Cannabis may have even more healing properties in the battle against Post Traumatic Stress Disorder than scientists originally gave credit. Researchers from the University of Haifa in Israel recently uncovered evidence to suggest that cannabinoids are not only capable of treating the symptoms associated with PTSD, but they may actually be able to prevent the development of this debilitating condition.
To draw this conclusion, lead researcher Dr. Irit Akirav and her team from the Department of Psychology set out to study the effects of cannabis on laboratory rats. These creatures are excellent for experimenting with PTSD because they have a similar emotional response as humans in they way they process traumatic events.
What researchers found was those rats dosed with cannabinoids within a relatively short timeframe after going through an emotional trauma were less likely to develop triggers that can lead to the onslaught of this severe anxiety disorder. “In other words, cannabis made the effects of trauma reminders ‘disappear,’” Dr. Akirav explained.
In fact, rats that received medical marijuana continued to live free of PTSD symptoms, while the untreated animals displayed a number of indicators that revealed they were suffering from distress.

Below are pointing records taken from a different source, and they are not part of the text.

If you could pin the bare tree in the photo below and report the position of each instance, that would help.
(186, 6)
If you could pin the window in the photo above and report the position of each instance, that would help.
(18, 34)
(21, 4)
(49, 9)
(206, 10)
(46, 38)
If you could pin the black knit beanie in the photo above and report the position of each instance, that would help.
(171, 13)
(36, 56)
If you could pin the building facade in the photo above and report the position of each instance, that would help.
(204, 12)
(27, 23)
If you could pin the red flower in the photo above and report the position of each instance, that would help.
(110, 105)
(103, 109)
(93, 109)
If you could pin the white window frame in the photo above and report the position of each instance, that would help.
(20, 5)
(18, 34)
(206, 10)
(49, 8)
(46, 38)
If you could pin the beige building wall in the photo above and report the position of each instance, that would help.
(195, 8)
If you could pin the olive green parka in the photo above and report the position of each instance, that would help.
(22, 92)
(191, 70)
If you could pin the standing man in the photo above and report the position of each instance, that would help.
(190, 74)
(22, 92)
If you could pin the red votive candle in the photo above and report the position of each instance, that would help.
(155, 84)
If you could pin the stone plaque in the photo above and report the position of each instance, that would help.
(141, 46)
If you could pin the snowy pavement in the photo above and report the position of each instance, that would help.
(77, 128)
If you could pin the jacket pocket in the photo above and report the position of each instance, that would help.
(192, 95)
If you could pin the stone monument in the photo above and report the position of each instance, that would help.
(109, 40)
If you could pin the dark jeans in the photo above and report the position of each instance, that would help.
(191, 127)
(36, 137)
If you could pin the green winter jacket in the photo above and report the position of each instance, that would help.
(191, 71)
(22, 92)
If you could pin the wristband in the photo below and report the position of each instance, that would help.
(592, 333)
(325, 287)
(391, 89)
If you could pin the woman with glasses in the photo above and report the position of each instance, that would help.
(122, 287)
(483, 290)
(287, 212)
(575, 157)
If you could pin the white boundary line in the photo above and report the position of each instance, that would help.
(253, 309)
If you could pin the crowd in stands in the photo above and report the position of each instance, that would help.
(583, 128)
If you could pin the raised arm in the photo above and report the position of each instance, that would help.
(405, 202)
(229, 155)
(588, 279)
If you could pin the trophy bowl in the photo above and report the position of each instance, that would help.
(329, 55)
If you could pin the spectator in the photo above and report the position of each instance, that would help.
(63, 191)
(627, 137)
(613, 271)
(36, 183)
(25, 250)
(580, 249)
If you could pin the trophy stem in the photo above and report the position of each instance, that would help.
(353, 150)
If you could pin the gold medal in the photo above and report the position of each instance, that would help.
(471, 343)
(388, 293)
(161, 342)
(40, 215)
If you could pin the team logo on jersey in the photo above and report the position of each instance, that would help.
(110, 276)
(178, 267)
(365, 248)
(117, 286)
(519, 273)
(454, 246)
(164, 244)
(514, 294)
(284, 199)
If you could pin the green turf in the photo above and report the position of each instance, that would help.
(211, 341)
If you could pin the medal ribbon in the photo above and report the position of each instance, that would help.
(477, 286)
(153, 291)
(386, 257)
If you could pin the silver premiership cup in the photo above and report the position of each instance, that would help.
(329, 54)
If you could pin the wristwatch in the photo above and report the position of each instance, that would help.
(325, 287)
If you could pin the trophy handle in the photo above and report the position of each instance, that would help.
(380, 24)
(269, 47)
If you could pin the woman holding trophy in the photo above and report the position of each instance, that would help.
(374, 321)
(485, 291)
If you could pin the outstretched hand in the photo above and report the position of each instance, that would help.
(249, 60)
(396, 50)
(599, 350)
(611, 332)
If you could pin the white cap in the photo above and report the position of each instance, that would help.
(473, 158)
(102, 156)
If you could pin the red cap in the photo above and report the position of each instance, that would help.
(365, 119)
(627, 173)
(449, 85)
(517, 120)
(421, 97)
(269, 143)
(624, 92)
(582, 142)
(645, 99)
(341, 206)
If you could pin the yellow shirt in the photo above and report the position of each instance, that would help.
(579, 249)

Although the US Government continues to thwart cannabis research for PTSD, the latest study finds that medical marijuana may not only be an excellent treatment for this condition that currently affects 9 percent of the population, but also an effective preventative measure.
“The importance of this study is that it contributes to the understanding of the brain basis of the positive effect cannabis has on PTSD. This thus supports the necessity of performing human trials to examine potential ways to prevent the development of PTSD and anxiety disorders in response to a traumatic event,” wrote the researchers.
Dr. Akirav concluded that cannabinoids have a way of rewiring the circuitry of the human brain immediately following a traumatic event – preventing a person from becoming inflicted with life altering emotional conflict. “This study can lead to future trials in humans regarding possible ways to prevent the development of PTSD and anxiety disorders in response to a traumatic event,” she said.